Coding in the Crease

Current Section

Home

Zeroing in on Zero Downtime

06/05/2012, 7:07am CDT

By Patrick Byrne

Zero downtime is a big deal to us. How big? Read on and find out!

At TST Media, we work very hard for no downtime. We have over a million unique visitors a week at all hours of day and night, and we want each one of them to see the scores, stats, and news articles they came for.

Downtime can come from lots of places:

Deploying updates to the application
Bugs in your code
Server maintenance
Trouble in the datacenter

We put a lot of effort into reducing or eliminating downtime, largely successfully. Earlier this year, we moved datacenters in different parts of the country, and experienced only three minutes of planned downtime. More recently, we upgraded to Ruby 1.9.3 with no downtime whatsoever.

How is this possible?

Redundancy

The biggest single arrow in our quiver is simple: redundancy. We have more than one of everything: database servers, application servers, and even multiple instances of our application on each server.

Monitoring

If anything stops working in any of our servers, our team is alerted immediately, so that we can look into what’s wrong. We use Pingdom and New Relic to monitor our application, as well as alerts from Engine Yard, our hosting provider, which monitor the servers. Pager Duty alerts our on-call developer for non-critical items, and sends alerts to the entire team for critical failures.

Our redundancy will ensure that our visitors won’t notice that anything went wrong, since we have spare capacity to keep serving them until we fix whatever’s wrong. This has allowed us to handle unplanned hardware failures in the data center, network congestion, running out of disk space, and database failures, all without any trouble for our visitors.

Rolling Deploys

An application server cannot serve traffic while it is restarting after an update. Redundancy lets us deploy code in a rolling fashion to each server in turn. We deploy many times a day, releasing fixes for critical bugs immediately and other improvements as often as we please.

What is a Rolling Deploy?

Instead of deploying the application to each of our servers and restarting them all at once, we deploy to each server, one at a time, so that visitors can still be served by the other servers.
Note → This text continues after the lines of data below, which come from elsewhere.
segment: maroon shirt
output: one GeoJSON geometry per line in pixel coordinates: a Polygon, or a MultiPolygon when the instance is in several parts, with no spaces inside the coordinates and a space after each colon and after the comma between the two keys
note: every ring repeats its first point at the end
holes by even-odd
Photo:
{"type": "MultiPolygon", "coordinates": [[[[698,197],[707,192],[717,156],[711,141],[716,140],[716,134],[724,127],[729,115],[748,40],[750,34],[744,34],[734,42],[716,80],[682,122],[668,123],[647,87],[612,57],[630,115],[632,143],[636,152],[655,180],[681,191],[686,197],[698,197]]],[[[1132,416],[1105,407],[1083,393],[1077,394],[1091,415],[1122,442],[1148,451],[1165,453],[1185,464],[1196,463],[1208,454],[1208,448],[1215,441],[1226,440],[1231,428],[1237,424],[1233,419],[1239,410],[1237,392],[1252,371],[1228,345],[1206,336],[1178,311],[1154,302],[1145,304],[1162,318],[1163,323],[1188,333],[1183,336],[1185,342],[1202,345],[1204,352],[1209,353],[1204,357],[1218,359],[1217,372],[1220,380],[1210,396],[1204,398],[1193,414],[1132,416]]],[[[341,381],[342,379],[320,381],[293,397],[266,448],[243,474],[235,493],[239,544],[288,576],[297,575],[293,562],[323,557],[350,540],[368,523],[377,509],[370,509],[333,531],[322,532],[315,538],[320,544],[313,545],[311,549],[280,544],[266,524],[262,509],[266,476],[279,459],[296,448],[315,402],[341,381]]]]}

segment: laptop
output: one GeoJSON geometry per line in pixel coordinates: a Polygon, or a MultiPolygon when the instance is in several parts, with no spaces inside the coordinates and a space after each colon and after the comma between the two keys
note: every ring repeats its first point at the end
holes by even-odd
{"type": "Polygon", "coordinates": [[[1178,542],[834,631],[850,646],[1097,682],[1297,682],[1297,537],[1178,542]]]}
You may be asking yourself why that’s necessary. We use Phusion Passenger to manage the application instances on each server. Passenger’s default mechanism to restart an application server after a deployment is to touch the restart.txt file. For a small application, this is sufficient, as it may take a small amount of time to restart the application, and a couple users may see some slow page loads.

Ngin, however, is a very large application with a high amount of traffic. If we were to use this technique, thousands of requests could queue up waiting for the application to restart. We’ve customized our Capistrano deploy script to make sure no one has to sit and wait for the application to restart.

Nitty Gritty

Capistrano, for the uninitiated, performs server commands in parallel, which is great for most of our commands, like deploying updated code to the servers. However, for this portion of a deployment, we want to run the commands on a single server. To do this, we wrote the run_on_host method.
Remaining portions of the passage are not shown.